There are several reasons I made the switch, but the primary reason is that it makes it easier to build a kind of muscle memory for navigating and performing particular actions. In essence, the text is there for new users and the icons are there for experienced users.


It's kind of a shame how we keep trying to make icons look uniform, either in color, or in shape.

Like I open the app drawer on my Android phone and there are like 16 different icons, all different Google apps, all are round and various abstract configurations of the same exact four colors.

Feels like we're falling into the same trap that Gothic handwriting did with the minims. Yeah it looks very pretty but it's almost completely illegible since we've taken away all the things that help set icons apart. https://en.wikipedia.org/wiki/Minim_(palaeography)#/media/Fi...


Yeah, I learned that using Netscape 6 with a row of blue balls for icons; going from the older Mozilla builds with the Netscape 4-style icons it was a definite downgrade. Pheonix had a row of orange balls; they later switched to IE-style icons with distinct shapes, which was better.

The recent Android releases where everything is a squircle really sucks too.


Google has been universally panned for using their logos as app icons. I think most people in this thread are talking about UI vs app icons (essentially avatars for apps at this point).


Visually uniformity is a broad trend that affects both areas. The monochrome line-art UI icons that are used everywhere are every bit as bad as Google's app icons.

Here are some icons I screenshotted off a website. I challenge you to tell me what they mean

http://www.marginalia.nu/junk/icons.png

http://www.marginalia.nu/junk/icons2.png

Hint: „ǝsıɹdɹǝʇuǝ ʎɹʇ„ sı dn oʇ ƃuıʇuıod ʍoɹɹɐ ǝɥʇ puɐ „sǝsıɹdɹǝʇuǝ„ sı ǝqoʃƃ ǝɥ⊥


This.

I like icons (and colors, but those are still mostly missing) to quickly find a frequent action. If the menu is always the same you can learn the position, but with dynamic entries it's way more difficult.


+1. I love icons, just be consistent.

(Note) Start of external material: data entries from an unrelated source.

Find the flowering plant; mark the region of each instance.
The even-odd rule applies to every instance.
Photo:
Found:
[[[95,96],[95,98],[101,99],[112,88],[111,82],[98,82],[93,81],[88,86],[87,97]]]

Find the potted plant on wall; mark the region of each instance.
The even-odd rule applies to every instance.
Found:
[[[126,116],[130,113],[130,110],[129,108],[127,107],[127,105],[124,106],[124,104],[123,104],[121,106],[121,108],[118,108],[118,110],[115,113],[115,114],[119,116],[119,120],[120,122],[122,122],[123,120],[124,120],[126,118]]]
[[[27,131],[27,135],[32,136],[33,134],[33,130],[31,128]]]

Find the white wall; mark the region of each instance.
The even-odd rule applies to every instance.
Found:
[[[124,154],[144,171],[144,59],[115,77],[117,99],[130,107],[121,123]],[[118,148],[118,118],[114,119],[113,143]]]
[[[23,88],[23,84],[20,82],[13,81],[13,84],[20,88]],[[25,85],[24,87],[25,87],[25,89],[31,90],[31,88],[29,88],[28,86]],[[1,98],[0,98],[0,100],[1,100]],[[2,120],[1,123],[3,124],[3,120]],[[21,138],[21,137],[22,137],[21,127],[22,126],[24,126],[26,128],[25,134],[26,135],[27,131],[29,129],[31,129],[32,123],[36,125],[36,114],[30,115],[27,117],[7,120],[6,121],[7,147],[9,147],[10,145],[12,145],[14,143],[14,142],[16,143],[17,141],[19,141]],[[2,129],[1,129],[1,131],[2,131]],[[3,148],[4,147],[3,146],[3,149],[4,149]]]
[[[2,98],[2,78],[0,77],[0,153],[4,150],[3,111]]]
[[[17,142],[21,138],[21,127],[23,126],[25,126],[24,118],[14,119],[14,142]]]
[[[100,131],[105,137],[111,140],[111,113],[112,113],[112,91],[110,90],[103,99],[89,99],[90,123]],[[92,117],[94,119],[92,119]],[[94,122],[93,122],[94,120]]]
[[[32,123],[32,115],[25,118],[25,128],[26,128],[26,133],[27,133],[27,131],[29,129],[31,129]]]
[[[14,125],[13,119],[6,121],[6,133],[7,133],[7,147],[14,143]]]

That MacOS example is egregious


Other built-in Tahoe apps have more consistent indentations and far more icons. The Safari team (not the WebKit team, the people building the app wrapping it) just phoned it in with the menu icons. They also somehow disabled the Tahoe window opening animation.


Yes, just consistently line them up and it would be fine. There’s plenty of UX research saying icon+label improves recognition and task speed. NN Group is a good resource for this.


In my language “egregious” means “very good”. In English means both very good and very bad. What’s your meaning here? Just to be consistent :)


In practice, "egregious" in English never means very good


This hasn't been my experience.


It used to!


I think it used to just mean "singular", from the Latin grex, gregis meaning herd, and e/ex meaning "out of". It could mean singularly bad or singularly good I guess in English, but in Latin I think it had more of a connotation of exceptional, extraordinary, eminent.


Literally. Oh wait, I mean not literally?


Arguably.



https://slate.com/human-interest/2014/03/why-i-could-care-le...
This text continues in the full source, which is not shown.